Washoe County Public Defender and Jane G. McKenna, Chief Appellate Deputy, Washoe County, for Appellant.
Frankie Sue Del Papa, Attorney General, Carson City; Dorothy Nash Holmes, District Attorney and Gary H. Hatlestad, Deputy District Attorney, Washoe County, for Respondent.
This is an appeal from a judgment of conviction, pursuant to a jury verdict, of one count each of first degree murder with the use of a deadly weapon in violation of NRS 200.010, NRS 200.030, and NRS 193.165; robbery with the use of a deadly weapon in violation of NRS 200.380 and NRS 193.165; conspiracy to commit robbery in violation of NRS 199.480 and NRS 200.380; and burglary in violation of NRS 205.060. Appellant entered a guilty plea to being an ex-felon in possession of a firearm in violation of NRS 202.360. Pursuant to a jury imposition, the district court sentenced appellant to life without the possibility of parole for first degree murder and life without the possibility of parole for use of a deadly weapon. The district court also sentenced appellant to fifteen years for robbery and fifteen years for use of a deadly weapon, six years for conspiracy to commit robbery, ten years for burglary, and six years for being an ex-felon in possession of a firearm. All sentences are to be served consecutively.
Appellant contends that the jury's initial failure to designate the degree of murder on the verdict form rendered the guilty verdict void. Specifically, appellant contends that, because the jury returned a guilty verdict for "murder" rather than "murder in the first degree," and because the district court ordered the jury not to deliberate further, but to merely clarify its omission of the degree of the murder, the verdict was defective and no judgment or sentence could legally be pronounced. Because of the omission in designating the degree of the murder, appellant contends that the jury's verdict should be considered a finding of guilt of second degree murder only. Appellant also contends that a new trial should be granted because appellant was not required to notify the district court of the omission from the verdict form of the degree of murder, and had appellant not raised the issue, a new trial would have been assured.
Appellant's argument that the jury's verdict should be considered a finding of guilt of second degree murder is necessarily inconsistent with appellant's argument that the jury's omission rendered the verdict void.
The state responds that the first degree murder conviction is not void because (1) the totality of the circumstances indicates that the jury intended the original verdict to be first degree murder and (2) the jury confirmed a first degree murder verdict after the district court instructed the jury to clarify its omission. For the reasons stated below, we conclude that the first degree murder verdict is not void due to the district court's order for a remedial jury clarification. Contrary to the state's contention, however, we further conclude that the district court could not have found, based on the totality of the circumstances, that the original verdict was sufficient to establish guilt of first degree murder.
The jury is required to designate in its verdict whether the defendant is guilty of murder of the first or second degree.
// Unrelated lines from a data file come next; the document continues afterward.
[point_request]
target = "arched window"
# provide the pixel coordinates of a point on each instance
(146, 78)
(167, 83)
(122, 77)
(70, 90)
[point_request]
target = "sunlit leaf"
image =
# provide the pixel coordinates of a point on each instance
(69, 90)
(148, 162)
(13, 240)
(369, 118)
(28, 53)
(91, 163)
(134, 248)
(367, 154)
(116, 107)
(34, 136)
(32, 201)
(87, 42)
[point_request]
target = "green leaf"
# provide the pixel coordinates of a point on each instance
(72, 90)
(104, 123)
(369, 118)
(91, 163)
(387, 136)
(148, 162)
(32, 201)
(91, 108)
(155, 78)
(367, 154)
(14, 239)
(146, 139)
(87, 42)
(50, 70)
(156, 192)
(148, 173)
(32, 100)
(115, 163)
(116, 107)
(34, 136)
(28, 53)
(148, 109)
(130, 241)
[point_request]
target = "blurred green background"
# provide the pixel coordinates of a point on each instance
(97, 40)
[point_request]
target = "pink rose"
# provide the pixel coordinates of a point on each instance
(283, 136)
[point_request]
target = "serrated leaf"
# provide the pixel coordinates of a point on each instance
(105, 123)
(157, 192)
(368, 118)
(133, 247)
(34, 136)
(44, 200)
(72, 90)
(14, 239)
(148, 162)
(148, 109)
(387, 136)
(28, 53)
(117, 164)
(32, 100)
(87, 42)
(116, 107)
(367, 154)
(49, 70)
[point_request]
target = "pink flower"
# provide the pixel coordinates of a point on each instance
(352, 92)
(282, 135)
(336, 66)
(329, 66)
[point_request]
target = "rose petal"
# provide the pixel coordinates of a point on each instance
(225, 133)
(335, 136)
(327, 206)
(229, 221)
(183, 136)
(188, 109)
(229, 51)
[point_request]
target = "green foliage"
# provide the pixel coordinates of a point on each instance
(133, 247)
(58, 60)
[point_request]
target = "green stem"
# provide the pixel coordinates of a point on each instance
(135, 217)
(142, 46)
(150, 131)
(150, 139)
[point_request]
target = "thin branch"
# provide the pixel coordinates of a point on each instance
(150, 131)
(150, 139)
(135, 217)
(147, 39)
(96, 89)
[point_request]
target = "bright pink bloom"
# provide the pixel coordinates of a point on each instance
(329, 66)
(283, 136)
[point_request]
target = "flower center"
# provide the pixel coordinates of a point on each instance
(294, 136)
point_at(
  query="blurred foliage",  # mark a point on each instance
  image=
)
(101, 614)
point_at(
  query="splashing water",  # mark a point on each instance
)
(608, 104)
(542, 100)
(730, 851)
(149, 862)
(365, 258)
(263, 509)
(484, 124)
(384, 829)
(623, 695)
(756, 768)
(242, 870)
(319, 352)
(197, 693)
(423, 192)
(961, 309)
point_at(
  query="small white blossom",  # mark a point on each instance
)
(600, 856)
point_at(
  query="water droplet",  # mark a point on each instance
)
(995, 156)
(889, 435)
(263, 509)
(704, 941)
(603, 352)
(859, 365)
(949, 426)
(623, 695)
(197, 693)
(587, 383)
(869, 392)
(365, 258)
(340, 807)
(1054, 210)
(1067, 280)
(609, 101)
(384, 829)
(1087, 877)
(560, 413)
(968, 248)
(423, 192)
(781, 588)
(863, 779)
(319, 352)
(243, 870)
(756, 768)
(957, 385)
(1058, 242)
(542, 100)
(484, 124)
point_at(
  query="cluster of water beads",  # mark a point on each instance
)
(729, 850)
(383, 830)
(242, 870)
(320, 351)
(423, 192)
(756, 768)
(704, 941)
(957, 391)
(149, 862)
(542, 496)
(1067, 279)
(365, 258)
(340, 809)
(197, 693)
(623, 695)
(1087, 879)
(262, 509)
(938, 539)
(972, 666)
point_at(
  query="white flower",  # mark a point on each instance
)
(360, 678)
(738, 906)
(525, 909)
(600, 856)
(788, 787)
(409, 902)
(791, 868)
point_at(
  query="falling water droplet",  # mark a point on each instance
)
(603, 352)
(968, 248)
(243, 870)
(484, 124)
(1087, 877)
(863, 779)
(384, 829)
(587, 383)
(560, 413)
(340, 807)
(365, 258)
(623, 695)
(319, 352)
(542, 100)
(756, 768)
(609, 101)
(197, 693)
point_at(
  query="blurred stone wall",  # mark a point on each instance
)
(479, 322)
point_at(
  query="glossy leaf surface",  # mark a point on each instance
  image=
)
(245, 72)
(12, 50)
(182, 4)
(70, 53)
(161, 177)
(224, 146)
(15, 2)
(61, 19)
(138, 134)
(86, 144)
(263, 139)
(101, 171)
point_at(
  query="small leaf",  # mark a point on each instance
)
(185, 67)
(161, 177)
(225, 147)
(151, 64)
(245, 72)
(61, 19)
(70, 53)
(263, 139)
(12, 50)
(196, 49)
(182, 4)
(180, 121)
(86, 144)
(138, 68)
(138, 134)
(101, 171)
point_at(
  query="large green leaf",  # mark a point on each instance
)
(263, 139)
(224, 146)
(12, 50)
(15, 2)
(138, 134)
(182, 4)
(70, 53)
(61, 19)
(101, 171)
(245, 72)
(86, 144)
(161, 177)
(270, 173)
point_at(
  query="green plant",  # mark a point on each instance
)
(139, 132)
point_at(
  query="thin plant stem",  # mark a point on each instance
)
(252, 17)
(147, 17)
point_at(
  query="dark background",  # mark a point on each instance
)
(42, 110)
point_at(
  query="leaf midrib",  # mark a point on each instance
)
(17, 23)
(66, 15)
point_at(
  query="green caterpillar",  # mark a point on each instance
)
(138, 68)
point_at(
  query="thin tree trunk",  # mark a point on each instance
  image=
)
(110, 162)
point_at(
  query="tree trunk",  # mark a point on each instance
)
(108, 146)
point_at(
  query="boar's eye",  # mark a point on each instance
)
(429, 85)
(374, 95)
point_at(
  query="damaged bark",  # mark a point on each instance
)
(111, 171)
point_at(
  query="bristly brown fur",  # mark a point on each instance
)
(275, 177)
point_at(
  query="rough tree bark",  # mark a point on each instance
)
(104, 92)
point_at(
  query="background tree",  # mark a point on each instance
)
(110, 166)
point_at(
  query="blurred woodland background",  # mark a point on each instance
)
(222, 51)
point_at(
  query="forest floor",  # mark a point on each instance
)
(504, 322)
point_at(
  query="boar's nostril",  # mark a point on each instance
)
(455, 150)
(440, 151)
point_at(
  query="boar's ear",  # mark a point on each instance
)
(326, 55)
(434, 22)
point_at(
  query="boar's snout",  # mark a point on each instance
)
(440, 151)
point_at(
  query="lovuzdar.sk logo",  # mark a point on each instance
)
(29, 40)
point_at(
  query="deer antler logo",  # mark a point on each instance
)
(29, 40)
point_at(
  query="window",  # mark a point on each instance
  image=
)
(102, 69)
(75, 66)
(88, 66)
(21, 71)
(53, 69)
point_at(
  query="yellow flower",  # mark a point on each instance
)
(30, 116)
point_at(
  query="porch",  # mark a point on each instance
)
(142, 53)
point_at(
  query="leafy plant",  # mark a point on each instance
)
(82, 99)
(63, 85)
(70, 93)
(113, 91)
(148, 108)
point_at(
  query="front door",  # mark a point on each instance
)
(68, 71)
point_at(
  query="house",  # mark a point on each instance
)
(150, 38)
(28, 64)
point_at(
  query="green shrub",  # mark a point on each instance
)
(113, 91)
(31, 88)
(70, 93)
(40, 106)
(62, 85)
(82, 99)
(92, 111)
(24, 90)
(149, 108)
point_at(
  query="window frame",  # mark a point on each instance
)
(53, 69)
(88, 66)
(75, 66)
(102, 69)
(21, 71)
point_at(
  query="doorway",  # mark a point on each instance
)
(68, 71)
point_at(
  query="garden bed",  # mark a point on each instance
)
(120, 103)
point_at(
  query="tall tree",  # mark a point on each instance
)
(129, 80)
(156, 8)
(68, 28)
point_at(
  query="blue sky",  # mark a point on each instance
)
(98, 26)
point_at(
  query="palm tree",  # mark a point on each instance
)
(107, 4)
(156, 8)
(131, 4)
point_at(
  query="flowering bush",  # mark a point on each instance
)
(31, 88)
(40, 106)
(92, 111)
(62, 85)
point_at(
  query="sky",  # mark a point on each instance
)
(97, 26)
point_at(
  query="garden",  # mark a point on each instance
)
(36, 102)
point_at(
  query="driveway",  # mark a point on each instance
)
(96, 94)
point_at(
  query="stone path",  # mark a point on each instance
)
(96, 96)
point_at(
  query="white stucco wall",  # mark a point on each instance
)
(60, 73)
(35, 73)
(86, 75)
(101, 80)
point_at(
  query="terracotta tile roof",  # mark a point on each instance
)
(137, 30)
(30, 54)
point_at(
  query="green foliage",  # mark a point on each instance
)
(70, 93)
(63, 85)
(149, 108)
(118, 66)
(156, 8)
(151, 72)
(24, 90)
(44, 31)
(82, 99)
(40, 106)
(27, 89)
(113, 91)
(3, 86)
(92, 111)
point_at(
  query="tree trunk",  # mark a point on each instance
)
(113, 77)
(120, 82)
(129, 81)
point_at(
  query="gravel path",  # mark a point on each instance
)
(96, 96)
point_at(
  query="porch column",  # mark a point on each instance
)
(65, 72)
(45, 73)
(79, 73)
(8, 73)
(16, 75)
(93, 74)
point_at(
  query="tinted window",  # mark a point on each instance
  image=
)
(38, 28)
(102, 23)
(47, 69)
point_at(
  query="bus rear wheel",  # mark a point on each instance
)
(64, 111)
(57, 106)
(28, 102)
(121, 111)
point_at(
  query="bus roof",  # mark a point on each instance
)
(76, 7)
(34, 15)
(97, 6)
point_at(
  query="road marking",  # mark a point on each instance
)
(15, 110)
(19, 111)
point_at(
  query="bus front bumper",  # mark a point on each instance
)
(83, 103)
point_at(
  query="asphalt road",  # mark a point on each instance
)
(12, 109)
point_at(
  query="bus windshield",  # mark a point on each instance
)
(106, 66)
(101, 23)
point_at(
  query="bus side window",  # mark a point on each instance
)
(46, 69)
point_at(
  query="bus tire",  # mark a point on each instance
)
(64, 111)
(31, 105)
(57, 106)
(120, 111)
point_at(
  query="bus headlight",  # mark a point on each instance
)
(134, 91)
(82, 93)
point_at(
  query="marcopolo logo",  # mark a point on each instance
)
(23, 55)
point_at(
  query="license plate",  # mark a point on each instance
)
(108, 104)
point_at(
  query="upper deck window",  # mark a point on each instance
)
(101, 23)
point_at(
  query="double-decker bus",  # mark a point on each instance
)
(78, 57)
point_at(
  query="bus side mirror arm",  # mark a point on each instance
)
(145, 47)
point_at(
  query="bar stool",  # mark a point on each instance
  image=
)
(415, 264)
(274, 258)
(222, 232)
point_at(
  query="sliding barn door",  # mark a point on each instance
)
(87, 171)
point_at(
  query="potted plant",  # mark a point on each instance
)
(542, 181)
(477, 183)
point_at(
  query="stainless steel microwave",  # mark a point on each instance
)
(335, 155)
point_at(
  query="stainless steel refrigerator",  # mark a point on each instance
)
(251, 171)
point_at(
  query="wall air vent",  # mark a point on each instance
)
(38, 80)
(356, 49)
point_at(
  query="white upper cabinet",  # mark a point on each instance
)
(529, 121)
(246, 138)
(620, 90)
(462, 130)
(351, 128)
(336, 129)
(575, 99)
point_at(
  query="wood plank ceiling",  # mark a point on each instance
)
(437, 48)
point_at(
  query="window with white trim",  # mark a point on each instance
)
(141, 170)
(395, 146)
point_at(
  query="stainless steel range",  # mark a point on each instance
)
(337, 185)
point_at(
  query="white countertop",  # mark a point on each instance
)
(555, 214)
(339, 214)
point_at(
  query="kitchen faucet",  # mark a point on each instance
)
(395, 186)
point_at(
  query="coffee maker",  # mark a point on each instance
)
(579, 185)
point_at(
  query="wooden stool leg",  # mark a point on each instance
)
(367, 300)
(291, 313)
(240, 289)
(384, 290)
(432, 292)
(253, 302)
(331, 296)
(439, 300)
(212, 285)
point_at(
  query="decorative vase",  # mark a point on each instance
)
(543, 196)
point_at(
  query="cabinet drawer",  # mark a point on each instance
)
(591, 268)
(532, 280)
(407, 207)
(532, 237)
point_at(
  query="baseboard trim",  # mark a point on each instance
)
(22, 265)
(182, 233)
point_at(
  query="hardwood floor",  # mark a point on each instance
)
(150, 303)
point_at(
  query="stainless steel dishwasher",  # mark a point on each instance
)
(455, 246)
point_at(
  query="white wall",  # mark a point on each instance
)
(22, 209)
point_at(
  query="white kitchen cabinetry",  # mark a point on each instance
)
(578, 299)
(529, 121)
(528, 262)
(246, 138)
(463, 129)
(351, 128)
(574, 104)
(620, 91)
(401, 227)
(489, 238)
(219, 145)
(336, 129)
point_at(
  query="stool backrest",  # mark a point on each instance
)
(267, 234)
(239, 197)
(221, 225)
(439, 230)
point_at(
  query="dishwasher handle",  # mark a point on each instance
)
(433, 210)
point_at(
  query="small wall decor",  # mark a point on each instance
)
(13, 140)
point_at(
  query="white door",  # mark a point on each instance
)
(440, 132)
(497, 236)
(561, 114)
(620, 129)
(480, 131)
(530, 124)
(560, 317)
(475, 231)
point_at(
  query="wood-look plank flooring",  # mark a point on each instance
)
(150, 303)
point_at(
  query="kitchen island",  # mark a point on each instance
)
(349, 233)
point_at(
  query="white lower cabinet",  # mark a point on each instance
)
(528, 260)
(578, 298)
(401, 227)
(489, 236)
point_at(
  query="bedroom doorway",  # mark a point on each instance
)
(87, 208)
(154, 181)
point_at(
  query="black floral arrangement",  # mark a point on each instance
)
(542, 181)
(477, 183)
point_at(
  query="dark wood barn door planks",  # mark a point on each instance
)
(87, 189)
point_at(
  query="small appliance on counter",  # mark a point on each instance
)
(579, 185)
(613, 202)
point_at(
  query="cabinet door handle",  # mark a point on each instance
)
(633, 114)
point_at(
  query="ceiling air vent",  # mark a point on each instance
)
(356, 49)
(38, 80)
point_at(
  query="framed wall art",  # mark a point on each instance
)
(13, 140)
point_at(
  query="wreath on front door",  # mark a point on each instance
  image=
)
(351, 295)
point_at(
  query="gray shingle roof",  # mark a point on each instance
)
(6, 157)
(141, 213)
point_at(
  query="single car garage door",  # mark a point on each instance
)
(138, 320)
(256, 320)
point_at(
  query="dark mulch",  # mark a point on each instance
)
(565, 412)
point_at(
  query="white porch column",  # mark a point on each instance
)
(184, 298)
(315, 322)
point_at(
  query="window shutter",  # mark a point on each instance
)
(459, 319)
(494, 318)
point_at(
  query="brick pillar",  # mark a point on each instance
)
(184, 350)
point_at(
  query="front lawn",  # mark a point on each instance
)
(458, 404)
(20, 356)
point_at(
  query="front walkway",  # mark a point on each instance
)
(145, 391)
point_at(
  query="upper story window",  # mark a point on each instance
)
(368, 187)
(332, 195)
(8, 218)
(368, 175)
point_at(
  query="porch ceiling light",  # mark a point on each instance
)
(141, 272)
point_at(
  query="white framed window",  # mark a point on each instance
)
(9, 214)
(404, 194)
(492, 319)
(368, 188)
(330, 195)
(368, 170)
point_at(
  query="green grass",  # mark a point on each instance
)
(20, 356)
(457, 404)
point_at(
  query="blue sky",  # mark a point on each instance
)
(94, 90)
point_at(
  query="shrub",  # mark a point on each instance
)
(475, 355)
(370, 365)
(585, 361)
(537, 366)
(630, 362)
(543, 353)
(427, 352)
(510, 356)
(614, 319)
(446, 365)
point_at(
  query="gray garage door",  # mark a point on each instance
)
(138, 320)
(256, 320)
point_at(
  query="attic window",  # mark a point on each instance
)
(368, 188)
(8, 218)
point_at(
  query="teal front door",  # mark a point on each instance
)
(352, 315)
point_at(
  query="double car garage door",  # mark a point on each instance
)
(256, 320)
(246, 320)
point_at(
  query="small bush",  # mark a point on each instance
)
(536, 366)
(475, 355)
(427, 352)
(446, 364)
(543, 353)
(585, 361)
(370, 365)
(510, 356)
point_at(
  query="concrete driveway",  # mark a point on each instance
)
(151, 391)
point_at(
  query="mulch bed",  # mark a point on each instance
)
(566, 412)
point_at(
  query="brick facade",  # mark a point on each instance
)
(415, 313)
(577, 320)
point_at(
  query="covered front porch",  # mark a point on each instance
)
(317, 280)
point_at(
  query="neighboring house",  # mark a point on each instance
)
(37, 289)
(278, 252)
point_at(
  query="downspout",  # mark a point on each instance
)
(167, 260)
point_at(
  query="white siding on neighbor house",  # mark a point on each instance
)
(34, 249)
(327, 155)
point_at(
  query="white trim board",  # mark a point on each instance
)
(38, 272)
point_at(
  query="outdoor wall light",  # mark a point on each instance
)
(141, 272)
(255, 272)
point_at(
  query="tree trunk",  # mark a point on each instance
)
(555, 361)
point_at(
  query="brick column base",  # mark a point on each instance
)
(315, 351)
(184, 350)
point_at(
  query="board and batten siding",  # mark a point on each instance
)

NRS 200.030(3). The designation of the degree of guilt in a murder verdict is as indispensable as a finding of guilt in general. State v. Loveless, 62 Nev. 17, 25, 136 P.2d 236, 240 (1943). The district court is not free to consider the "totality of the circumstances" to decide the degree of murder where the jury omits the degree from the verdict. "A fact, by statute made essential to the efficacy of the judgment, is missing from the verdict and cannot be imported into it by reference to the information or by conjecture or anything of the kind." Id. at 22, 136 P.2d at 238. Therefore, we reject the state's argument that the district court could have declared the original verdict to be for first degree murder based on the totality of the circumstances.
Although the jury initially failed to return a verdict indicating the degree of murder, the district court ordered the jury to clarify its verdict. This is a sufficient remedy. Cf. NRS 16.180 (in civil proceedings, if verdict is insufficient in not covering issues submitted, the verdict may be corrected by the jury under the advice of the court); see also People v. Turner, 789 P.2d 887 (Cal. 1990), cert. denied, 111 S.Ct. 768 (1991); People v. Bonillas, 771 P.2d 844 (Cal.), cert. denied, 493 U.S. 922 (1989). The jury was still under the district court's control and admonitions when it reconvened for the purpose of clarifying the verdict. The jury clarified the verdict before hearing any sentencing evidence. Moreover, appellant failed to object to the jury instruction which stated that the jury should not enter into new deliberations. Therefore, the issue was not preserved for appeal. See Mercado v. State, 100 Nev. 535, 688 P.2d 305 (1984).
Finally, we note that the district court did not err in ordering the jury simply to reflect on its previous decision, instead of entering into new deliberations. Each juror was polled. There was a unanimous verdict of murder in the first degree.
We further reject as without merit appellant's contention that a new trial should be granted because appellant raised the issue of the omission of the degree of murder, and had appellant not raised this issue, a new trial would have been assured.